Variables & Types

BioLang uses let to declare variables. Variables can be reassigned freely. The type system supports gradual typing — types are inferred by default but can be explicitly annotated for clarity and safety.

Variables

Declare variables with let. You can reassign them at any time:

let name = "BRCA1"
let count = 42
let ratio = 0.95
let active = true

# Reassignment is fine
name = "TP53"

let total = 0
let samples = []

for read in reads {
  total = total + 1
  if read.quality >= 30 {
    samples = push(samples, read)
  }
}
print(f"Processed {total} reads, kept {len(samples)}")

Type Inference

BioLang infers types from the right-hand side of bindings. In most cases you never need to write a type annotation:

let x = 42              # Int
let pi = 3.14159        # Float
let greeting = "hello"  # String
let flag = true         # Bool
let seq = dna"ATCG"     # DNA
let items = [1, 2, 3]   # List[Int]
let lookup = {"a": 1}   # Map[String, Int]

Type Annotations

You can add explicit type annotations after the variable name using a colon. This is useful for documentation, enforcing constraints, or resolving ambiguity:

let gene_name: String = "BRCA1"
let position: Int = 43044295
let score: Float = 0.99
let is_coding: Bool = true

# Collection types use bracket syntax
let scores: List[Float] = [0.1, 0.5, 0.9]
let gene_map: Map[String, Int] = {"BRCA1": 1, "TP53": 2}
let unique_ids: Set[String] = {"sample_a", "sample_b"}

# Bio types
let sequence: DNA = dna"ATCGATCG"
let rna_seq: RNA = rna"AUCGAUCG"
let peptide: Protein = protein"MKTLLILAVS"

Primitive Types

Int

64-bit signed integers. Underscores can be used as visual separators:

let count = 42
let big = 1_000_000
let negative = -17
let hex = 0xFF
let binary = 0b1010

Float

64-bit IEEE 754 floating-point numbers:

let pi = 3.14159
let avogadro = 6.022e23
let tiny = 1.0e-10
let negative = -273.15

String

UTF-8 strings with f-string interpolation using curly braces:

let name = "BioLang"
let greeting = f"Hello, {name}!"
let multiline = "line one
line two
line three"

# Raw strings (no interpolation, no escape processing)
let pattern = r"(\w+)\t(\d+)"

# String operations
let up = upper(name)              # "BIOLANG"
let sub = subseq(name, 0, 3)     # "Bio"
let parts = split("A,B,C", ",")  # ["A", "B", "C"]

Bool

let yes = true
let no = false
let result = 5 > 3          # true
let combined = yes && !no   # true

Biology Types

DNA

Represents a DNA sequence.
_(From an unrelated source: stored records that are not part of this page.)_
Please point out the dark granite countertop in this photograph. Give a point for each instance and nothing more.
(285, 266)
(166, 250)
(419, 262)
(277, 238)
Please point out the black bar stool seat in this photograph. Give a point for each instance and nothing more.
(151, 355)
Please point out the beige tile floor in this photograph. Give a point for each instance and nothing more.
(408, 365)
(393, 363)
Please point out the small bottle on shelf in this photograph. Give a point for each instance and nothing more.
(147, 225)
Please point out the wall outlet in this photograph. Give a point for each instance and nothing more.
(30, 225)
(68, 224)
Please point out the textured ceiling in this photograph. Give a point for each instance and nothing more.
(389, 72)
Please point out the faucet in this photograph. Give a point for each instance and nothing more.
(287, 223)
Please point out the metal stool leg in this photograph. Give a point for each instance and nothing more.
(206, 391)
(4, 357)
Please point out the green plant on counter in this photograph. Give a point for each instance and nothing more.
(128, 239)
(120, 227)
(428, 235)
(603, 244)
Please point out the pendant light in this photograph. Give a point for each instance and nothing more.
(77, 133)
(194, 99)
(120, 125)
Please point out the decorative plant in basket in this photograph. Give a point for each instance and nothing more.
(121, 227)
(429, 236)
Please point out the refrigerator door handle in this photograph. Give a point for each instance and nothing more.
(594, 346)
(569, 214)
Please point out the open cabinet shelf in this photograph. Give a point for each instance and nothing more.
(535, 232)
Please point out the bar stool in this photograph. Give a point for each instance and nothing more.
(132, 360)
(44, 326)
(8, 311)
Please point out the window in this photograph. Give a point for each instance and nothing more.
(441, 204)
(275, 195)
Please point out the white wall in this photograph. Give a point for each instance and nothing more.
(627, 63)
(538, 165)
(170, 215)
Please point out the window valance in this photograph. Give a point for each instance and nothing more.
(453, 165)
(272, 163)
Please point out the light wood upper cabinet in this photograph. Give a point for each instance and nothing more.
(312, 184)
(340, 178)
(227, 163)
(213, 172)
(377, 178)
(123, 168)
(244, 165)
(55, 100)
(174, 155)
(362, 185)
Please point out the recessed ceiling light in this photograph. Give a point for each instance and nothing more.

Only valid nucleotides (A, T, C, G, N) are accepted in the literal. Supports biological operations natively:

let seq = dna"ATCGATCGATCG"

let rc = reverse_complement(seq)       # dna"CGATCGATCGAT"
let gc = gc_content(seq)               # 0.5
let sub = subseq(seq, 0, 4)           # dna"ATCG"
let rna_seq = transcribe(seq)          # rna"AUCGAUCGAUCG"
let codons = kmers(seq, 3)            # [dna"ATC", dna"GAT", ...]
let len_bp = seq_len(seq)             # 12

RNA

Represents an RNA sequence (A, U, C, G, N). Created via rna"" literals or by transcribing DNA:

let mrna = rna"AUGCGAUUCGAA"
let prot = translate(mrna)              # protein"MRF"
# Create DNA from a string
let back = dna("ATGCGATTCGAA")

Protein

Represents an amino acid sequence using standard one-letter codes:

let prot = protein"MKTLLILAVS"
let length = seq_len(prot)             # 10
let motifs = find_motif(prot, "NxS")   # Find N-glycosylation sites

Interval

Genomic intervals with chromosome, start, end, and optional strand:

let region = interval("chr1", 1000, 2000)
let stranded = interval("chr1", 1000, 2000, "+")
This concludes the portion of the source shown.